L’auteur italien Alessandro Tota (Fratelli, Palacinche, Terre d’accueil) revient avec une facétie amusante, sorte de chronique adolescente pleine de fraîcheur, doublée d’une réflexion sur le sens de la vie. Avec un pitch malin : Baudelaire ou un avatar vintage, qu’importe, se trouve propulsé dans une Italie pauvre et sans espoir, sur les bords d’une triste Adriatique. Des punks vont trouver en lui un mentor, une nouvelle source d’inspiration. Car Charles amuse, divertit et fait penser les autres : lui aussi désabusé, ses pensées anticonformistes se font l’écho d’un horizon bouché, sa misanthropie résonne du désespoir de jeunes Italiens privés de repères. Seulement voilà, la poésie peut encore tout sauver : le spleen sait être beau.

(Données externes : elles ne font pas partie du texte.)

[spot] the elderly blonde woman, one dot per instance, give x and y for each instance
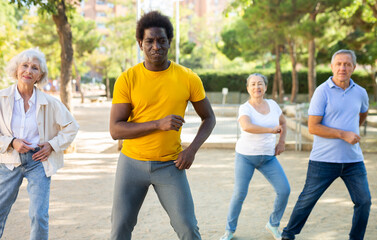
(260, 119)
(35, 128)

Loin de fouiller la biographie du poète, Alessandro Tota imagine un caractère vraisemblable à partir d’une œuvre pour mieux pointer une errance moderne. Et confronter les époques, les textes et le réel. Apparaît alors une image improbable en apparence, douce et anachronique, Charles côtoyant des punks alcooliques adeptes de drogues et tapant la discute. On goûtera ainsi le passage hilarant sur la misogynie du poète, lui fou amoureux de Carlotta à Bari, et le contraste saisissant entre les postures misanthropes de l’homme et son besoin obsessionnel des autres. Graphiquement, sur un lavis doux et élégant, Tota campe des scènes du quotidien centrées sur les visages pour mieux faire jaillir les dialogues. Le dessin répétitif, raccord mais ordinaire, n’est sans doute pas l’atout de la BD. On garde en bouche plutôt ce qu’elle dégage. Le goût doux-amer des illusions perdues, sans sacrifier la joie qu’elles procurent. Le spleen qui rend heureux et l’ivresse partagée. Car « il faut vous enivrer sans trêve. De vin, de poésie ou de vertu, à votre guise, mais enivrez-vous… »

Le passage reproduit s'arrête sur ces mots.